Coronal craniosynostosis, hypertelorism, telecanthus, broad grooved nasal tip, dental anomalies, mild syndactyly and broad thumbs, consistent with craniofrontonasal dysplasia are described in a family of four affected females over three generations. Documentation of the family is of interest because of variable clinical features and an excess of affected females. The excess of females observed in this condition is as yet unexplained, but cannot be referred simply to X-linked dominance with lethality in the male. Autosomal dominance with less frequent and less severe expression in the male is more tenable. Chromosome analysis on two affected family members revealed a fragile site at 12q13, which was also found in a phenotypically normal family member. A third affected individual did not exhibit this fragile site. Thus it appears that there is a heritable fragile 12q13 site segregating in this family separately from the gene for craniofrontonasal dysplasia.

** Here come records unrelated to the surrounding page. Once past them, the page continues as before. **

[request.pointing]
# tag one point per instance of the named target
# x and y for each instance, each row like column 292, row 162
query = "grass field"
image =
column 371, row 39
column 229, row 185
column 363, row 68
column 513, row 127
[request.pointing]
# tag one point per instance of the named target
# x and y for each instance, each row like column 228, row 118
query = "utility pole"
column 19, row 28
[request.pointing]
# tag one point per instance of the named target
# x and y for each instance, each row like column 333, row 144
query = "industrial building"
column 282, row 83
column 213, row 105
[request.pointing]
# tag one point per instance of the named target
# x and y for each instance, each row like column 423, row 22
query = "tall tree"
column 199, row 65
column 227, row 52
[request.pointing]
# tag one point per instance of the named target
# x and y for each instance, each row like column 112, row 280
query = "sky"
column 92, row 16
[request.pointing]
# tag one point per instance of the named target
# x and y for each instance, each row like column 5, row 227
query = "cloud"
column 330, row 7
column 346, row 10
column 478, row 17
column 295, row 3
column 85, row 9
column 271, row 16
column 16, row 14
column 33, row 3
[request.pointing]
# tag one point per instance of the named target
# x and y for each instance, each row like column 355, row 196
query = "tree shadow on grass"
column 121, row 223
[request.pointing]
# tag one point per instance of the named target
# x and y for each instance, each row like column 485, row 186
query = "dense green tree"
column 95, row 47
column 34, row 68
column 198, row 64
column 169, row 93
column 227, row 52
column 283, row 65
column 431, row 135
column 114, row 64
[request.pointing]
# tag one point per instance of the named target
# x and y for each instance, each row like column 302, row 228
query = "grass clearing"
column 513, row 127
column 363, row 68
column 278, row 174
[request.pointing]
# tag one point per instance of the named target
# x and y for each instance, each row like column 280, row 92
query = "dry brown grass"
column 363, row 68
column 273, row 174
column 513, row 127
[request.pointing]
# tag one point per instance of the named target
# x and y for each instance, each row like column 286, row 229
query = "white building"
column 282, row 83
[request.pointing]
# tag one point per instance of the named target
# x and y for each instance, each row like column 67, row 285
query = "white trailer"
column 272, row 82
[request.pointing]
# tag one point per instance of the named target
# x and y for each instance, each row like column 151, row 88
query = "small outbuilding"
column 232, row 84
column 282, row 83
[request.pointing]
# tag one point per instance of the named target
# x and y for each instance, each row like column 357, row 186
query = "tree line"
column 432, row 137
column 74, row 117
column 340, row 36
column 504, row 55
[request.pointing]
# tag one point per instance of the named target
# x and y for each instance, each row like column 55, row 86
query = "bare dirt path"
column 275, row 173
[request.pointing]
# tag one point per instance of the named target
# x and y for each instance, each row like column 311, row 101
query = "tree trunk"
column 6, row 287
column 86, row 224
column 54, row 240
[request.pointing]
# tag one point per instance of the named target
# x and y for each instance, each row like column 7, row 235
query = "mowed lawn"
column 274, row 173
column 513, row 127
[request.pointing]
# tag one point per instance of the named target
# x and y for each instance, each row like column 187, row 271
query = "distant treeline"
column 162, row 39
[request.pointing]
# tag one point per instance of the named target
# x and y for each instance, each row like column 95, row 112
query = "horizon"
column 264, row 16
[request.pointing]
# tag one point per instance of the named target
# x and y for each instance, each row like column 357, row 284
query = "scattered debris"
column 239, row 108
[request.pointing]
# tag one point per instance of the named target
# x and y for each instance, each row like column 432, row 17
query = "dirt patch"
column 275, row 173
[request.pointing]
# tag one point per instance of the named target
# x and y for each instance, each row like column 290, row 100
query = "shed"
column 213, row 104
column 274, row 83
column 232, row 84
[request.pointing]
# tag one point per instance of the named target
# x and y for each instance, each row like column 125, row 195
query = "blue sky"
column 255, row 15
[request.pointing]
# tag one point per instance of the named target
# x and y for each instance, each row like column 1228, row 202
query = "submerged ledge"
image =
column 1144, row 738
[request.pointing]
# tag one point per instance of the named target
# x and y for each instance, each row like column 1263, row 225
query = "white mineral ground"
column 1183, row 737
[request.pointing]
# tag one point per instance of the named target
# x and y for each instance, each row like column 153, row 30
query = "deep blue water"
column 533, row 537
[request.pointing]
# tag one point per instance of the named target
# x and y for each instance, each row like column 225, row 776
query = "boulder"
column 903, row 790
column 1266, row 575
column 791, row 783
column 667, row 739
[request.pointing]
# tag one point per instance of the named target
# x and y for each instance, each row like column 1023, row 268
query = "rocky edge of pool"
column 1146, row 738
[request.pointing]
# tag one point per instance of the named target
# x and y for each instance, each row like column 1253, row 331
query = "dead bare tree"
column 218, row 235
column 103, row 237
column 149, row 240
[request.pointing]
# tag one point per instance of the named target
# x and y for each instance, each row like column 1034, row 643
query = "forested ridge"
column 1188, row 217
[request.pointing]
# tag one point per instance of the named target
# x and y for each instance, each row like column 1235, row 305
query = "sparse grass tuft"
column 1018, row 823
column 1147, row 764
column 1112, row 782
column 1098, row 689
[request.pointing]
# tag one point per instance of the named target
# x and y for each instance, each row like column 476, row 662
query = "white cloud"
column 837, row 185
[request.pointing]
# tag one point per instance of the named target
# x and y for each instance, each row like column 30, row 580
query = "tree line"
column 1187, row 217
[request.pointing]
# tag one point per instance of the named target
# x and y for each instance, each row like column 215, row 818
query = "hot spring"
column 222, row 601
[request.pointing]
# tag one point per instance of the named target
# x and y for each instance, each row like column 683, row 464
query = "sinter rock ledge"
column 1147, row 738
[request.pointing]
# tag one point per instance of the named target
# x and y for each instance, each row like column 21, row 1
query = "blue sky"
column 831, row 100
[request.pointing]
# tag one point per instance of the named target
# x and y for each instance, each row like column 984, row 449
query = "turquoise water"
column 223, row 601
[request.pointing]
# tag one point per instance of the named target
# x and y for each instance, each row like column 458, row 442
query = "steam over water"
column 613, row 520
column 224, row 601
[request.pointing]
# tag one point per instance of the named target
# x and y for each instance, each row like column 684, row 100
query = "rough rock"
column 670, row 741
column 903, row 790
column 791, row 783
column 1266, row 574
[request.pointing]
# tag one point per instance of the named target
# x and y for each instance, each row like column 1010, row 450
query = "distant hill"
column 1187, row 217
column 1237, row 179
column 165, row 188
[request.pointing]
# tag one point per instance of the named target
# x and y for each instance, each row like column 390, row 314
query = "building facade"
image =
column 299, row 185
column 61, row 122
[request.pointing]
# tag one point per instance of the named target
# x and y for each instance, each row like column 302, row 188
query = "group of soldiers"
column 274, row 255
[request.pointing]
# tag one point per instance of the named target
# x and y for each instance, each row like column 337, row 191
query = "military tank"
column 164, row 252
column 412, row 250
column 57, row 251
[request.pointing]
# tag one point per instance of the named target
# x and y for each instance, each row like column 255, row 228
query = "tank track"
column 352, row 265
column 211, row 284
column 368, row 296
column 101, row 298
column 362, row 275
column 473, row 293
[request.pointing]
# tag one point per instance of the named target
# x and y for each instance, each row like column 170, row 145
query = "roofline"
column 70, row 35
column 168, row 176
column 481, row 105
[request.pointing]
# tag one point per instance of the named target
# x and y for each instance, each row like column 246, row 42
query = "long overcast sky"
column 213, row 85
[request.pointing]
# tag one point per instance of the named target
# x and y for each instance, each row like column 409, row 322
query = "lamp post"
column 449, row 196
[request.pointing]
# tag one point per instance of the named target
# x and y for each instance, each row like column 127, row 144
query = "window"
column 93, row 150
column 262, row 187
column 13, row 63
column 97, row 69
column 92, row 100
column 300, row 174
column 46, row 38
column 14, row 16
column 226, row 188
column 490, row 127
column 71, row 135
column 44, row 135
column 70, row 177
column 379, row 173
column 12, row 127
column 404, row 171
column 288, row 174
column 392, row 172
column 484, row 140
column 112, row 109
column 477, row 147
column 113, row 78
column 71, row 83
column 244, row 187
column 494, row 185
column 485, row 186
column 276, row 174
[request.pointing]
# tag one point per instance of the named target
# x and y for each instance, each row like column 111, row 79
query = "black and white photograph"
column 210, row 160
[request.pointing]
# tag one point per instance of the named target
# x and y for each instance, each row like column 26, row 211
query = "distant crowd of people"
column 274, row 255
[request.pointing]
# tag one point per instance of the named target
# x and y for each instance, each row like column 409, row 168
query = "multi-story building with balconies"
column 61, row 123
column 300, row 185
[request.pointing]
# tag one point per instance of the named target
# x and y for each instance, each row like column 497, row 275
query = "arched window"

在一个三代中有四名患病女性的家庭中,描述了与颅额鼻发育异常相符的冠状缝早闭、眶距增宽、内眦距增宽、宽沟状鼻尖、牙齿异常、轻度并指和宽拇指。该家族的记录很有意思,因为其临床特征多变且患病女性过多。在这种情况下观察到的女性过多现象尚未得到解释,但不能简单地归因于X连锁显性伴男性致死。常染色体显性且在男性中表达频率较低、症状较轻的说法更合理。对两名患病家庭成员的染色体分析显示,在12q13处有一个脆性位点,在一名表型正常的家庭成员中也发现了该位点。第三名患病个体未表现出这个脆性位点。因此,似乎在这个家族中存在一个可遗传的12q13脆性位点,它与颅额鼻发育异常基因是分开分离的。